Although all four characters take turns telling their stories, the narrative momentum of Small Island is slight; the present action occurs over a few days in 1948, but a great deal of the novel takes place in a time zone Levy simply labels ‘Before’ … Levy's greatest achievement in Small Island is to convey how English racism was all the more heartbreaking for its colonial victims because it involved the crushing of their ideals. Gilbert is astonished to discover that although he can reel off the names of England's canals and list the major industries of each English town, most English people can't even find Jamaica on a map … Small Island is too thoughtful a novel to promise its characters a happy ending, but it is generous enough to offer them hope.
Levy tells a good story, and she tells it well -- using narrative voices across time and space as she revisits the conventions of the historical novel and imagines the hopes and pains of the immigrant's saga anew. Levy's novel is no mere flight of fantasy, for it is rooted in the past and mired in the complicated stuff of empire. At the same time the memorable characters are radically unhinged from any sense of national fixity as their lives become intermeshed in strangely unexpected yet predictable ways … Island's temporal dynamics and the artfully choreographed connections among the various first-person voices propel the reader forward through differing perspectives and revelations.

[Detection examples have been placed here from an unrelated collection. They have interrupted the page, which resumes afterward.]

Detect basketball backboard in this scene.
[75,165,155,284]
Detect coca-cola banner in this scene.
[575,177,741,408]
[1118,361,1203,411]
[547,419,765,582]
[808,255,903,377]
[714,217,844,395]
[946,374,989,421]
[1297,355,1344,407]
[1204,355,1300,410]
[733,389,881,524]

Can Levy's fourth novel be this good? It can. It is. Narrated by the quirky voices of four idiosyncratic characters — Queenie and her husband, Bernard, white and English; Hortense and her husband, Gilbert, black and Jamaican — the novel spans three continents and multiple conflicts both political and personal … Levy's vast, gripping canvas troubles and moves and horrifies and informs. To the surprise and delight of her readers, her story also makes us laugh. What she gives us is nothing less than messy, terrifying, wonderful life itself. Rarely have almost 450 pages spun by so fast.